Well, if you are familiar with the history, you already know. The superior German units are smashing the Americans and the Americans are trying to slow them down while they wait for reinforcements. The Germans want to get as many units as possible on the other side of the board. But coordinating the assault is not trivial. German units that become “isolated” fight at half strength and pick up a movement penalty.
This last nuance is the soul of One Page Bulge. The Germans have a really impressive army. But they collectively have sort of a weak underbelly. If a significant American force can get behind them and occupy key cities, then the battle can be lost for them in an instant! So the Germans have to play aggressively while also defending the roads that connect them back to their reinforcement area.
This is a MicroGame, yes. But that does not mean a playing time of half an hour. This really is a “real” wargame in a small package and it has a lot going on with it. You might think it would come off as an exercise in showing just how much can be done with very little. But it doesn’t come off as mere grandstanding. It just plain works. And if you thought the guidance presented in Game Design: Theory and Practice was just a bunch of talk, then you really need to see this. It makes all of that theory snap into focus.
My only complaint with this game is that I simply do not feel like getting those “wargamer” tweezers that are the inevitable consequence of monster games like Unconditional Surrender. I play all kinds of games and this violation of the “don’t make me think” principle just wears me out. I do not want to bring play to a halt just to count up the factors in a hex for the fourth time. I also don’t want to lose because I didn’t count them up, either. At this point, a table-sized map sheet that would allow everything in a stack to be visible all the time is about the only way you’re going to convince me to really play this sort of game again.
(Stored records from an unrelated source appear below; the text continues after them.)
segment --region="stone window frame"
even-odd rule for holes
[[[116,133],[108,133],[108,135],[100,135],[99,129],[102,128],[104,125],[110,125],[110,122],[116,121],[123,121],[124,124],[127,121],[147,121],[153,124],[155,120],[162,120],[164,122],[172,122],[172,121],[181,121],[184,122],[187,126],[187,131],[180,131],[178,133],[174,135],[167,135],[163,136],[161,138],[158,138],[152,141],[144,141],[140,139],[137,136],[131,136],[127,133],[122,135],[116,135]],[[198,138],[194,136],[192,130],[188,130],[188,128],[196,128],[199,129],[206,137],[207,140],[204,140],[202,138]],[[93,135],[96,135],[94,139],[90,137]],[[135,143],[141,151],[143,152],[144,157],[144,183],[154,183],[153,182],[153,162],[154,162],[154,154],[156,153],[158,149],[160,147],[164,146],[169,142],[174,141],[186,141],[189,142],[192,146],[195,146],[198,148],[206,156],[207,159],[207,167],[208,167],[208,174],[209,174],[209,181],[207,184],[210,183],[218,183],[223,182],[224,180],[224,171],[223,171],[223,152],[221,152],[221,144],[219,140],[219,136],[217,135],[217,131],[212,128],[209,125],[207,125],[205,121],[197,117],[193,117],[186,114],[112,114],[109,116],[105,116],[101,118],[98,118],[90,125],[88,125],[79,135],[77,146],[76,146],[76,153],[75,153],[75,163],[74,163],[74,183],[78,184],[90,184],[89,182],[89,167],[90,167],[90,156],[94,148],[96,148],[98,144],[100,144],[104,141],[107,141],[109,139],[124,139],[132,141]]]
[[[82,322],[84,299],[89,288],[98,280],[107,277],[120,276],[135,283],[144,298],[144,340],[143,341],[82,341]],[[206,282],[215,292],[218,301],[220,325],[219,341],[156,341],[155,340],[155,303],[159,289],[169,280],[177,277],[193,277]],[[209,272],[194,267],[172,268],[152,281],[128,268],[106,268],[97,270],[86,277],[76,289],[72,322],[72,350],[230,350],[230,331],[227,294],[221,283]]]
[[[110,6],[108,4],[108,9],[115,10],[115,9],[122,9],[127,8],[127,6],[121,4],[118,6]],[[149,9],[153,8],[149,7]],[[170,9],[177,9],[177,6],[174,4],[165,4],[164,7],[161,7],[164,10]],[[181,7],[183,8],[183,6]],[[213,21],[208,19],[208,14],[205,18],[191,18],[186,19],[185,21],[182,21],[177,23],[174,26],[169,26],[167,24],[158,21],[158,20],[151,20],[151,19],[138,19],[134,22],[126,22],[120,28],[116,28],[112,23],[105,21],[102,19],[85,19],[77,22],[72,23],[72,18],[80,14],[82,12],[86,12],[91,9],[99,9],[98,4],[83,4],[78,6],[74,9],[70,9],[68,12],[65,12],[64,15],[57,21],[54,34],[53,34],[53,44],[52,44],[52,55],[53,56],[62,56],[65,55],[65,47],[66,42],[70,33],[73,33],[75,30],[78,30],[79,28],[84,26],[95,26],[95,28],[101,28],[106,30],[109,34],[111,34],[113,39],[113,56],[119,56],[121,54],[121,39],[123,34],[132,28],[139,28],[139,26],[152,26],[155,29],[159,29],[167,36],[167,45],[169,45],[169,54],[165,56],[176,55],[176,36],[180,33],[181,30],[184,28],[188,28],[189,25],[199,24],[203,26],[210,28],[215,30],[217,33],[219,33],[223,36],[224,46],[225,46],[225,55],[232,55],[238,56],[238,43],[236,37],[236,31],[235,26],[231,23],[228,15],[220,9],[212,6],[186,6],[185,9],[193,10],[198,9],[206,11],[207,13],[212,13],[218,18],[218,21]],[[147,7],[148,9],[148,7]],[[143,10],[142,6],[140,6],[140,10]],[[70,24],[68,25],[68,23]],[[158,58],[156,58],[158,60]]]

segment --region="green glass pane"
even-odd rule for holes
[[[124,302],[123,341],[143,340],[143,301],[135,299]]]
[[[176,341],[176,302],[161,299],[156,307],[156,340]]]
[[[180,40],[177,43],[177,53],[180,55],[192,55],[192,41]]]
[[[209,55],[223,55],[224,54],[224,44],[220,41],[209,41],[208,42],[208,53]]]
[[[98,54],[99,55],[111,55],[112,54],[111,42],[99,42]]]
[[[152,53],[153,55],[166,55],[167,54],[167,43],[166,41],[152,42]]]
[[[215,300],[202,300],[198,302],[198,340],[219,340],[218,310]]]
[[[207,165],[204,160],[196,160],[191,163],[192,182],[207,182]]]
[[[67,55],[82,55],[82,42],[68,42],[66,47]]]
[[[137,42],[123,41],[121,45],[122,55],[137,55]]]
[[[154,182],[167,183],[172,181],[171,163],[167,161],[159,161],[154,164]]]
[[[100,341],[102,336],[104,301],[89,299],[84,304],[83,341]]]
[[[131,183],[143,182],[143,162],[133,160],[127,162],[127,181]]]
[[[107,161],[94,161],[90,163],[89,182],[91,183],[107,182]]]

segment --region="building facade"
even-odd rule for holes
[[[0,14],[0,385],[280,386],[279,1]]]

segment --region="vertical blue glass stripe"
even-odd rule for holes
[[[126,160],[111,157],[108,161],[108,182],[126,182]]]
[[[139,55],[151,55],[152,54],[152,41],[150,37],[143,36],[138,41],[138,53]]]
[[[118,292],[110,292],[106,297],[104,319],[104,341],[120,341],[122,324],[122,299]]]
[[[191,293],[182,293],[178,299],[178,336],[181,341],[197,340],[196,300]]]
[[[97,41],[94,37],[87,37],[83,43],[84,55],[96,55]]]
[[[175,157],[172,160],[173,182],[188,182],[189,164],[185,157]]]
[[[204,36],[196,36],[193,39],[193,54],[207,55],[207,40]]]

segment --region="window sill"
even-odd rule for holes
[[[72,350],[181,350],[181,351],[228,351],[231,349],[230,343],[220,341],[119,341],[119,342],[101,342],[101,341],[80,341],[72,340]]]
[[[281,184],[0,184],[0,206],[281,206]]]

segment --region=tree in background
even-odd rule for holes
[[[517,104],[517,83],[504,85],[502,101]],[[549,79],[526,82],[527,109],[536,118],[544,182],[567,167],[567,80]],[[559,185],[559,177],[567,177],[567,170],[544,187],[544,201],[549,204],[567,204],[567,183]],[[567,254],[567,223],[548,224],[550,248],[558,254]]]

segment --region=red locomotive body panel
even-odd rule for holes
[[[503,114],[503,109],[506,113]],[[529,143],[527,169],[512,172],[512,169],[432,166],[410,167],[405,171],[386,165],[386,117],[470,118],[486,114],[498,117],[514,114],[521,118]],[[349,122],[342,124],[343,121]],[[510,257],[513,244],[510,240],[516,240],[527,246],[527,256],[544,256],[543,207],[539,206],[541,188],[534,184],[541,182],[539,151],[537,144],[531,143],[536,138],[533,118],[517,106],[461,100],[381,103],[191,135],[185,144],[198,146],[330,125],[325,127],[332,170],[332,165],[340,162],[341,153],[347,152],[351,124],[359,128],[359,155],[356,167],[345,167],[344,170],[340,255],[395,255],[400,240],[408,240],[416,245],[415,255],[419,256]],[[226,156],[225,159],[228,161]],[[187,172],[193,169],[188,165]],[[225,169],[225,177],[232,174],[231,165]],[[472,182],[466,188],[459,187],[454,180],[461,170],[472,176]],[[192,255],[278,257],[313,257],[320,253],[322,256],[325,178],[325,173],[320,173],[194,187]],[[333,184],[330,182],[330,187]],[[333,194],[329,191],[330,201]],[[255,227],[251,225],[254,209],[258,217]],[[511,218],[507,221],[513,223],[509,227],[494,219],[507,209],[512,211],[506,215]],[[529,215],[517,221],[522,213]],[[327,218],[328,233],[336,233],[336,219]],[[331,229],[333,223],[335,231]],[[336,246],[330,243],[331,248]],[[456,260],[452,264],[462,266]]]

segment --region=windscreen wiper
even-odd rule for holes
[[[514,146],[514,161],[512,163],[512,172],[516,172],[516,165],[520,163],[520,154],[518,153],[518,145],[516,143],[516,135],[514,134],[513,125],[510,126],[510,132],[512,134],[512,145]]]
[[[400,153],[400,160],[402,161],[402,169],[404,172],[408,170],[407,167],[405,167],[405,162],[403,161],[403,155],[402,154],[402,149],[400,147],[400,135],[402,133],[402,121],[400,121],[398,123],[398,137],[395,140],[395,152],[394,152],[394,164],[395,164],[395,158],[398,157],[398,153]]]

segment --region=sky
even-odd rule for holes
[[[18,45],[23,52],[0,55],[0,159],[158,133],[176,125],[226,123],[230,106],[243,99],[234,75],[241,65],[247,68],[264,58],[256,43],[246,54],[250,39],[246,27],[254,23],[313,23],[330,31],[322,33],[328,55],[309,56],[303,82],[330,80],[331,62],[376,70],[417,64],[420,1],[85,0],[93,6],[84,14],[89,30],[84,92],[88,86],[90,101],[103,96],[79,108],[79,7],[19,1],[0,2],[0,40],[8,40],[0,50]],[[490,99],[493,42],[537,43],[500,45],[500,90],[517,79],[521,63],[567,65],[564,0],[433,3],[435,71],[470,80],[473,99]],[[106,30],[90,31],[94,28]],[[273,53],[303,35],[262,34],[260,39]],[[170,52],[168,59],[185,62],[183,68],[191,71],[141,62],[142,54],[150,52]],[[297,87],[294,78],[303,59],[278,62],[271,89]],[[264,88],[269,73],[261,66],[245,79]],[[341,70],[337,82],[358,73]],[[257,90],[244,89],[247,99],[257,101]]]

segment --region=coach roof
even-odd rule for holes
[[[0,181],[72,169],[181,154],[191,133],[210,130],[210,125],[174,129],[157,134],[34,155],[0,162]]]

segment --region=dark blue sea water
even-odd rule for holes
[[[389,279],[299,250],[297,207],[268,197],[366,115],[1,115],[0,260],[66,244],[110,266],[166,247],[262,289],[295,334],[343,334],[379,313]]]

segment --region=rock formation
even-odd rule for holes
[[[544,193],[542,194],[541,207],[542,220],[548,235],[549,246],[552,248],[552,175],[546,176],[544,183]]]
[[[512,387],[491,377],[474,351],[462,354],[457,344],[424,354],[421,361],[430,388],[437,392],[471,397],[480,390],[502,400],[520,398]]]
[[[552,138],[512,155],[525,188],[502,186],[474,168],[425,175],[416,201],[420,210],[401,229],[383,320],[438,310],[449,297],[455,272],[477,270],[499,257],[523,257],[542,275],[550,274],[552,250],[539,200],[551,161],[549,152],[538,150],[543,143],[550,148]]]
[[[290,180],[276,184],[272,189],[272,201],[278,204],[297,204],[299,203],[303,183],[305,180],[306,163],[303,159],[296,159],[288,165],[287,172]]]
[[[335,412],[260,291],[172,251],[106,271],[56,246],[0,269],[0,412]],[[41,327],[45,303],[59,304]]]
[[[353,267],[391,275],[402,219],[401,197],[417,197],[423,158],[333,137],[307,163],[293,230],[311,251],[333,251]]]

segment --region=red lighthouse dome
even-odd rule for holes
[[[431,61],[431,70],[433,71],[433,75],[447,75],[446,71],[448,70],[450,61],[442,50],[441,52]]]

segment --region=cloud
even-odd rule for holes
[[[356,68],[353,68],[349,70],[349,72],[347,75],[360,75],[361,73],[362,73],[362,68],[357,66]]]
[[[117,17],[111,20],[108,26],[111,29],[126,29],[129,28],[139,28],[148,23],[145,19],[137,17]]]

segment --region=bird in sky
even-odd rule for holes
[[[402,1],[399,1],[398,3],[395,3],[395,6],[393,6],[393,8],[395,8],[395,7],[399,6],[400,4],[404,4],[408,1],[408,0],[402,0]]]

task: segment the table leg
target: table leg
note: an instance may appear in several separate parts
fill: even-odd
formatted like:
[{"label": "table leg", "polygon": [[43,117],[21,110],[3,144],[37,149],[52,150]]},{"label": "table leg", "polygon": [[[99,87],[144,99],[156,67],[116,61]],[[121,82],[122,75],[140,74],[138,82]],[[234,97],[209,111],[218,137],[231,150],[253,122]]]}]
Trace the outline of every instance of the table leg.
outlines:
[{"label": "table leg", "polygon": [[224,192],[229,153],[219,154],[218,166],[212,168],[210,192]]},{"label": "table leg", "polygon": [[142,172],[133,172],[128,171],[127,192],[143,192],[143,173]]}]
If the exchange result is anything like the Avalon Hill combat results table it can be devastating to an attacker when losing more units than you bargained for Think EXCH was a 1 in 6 chance even at 3-1 odds
Going over AH’s Waterloo for a WW post and the need to manually figure odds does get tiresome
Just had a thought concerning the continuos factoring necessary to play one of the old board games and wonder how many times one must “stop to think” in a RPG? My guess it is a matter of preference.
That being said, deconstructing stacks of units to figure odds is tedious.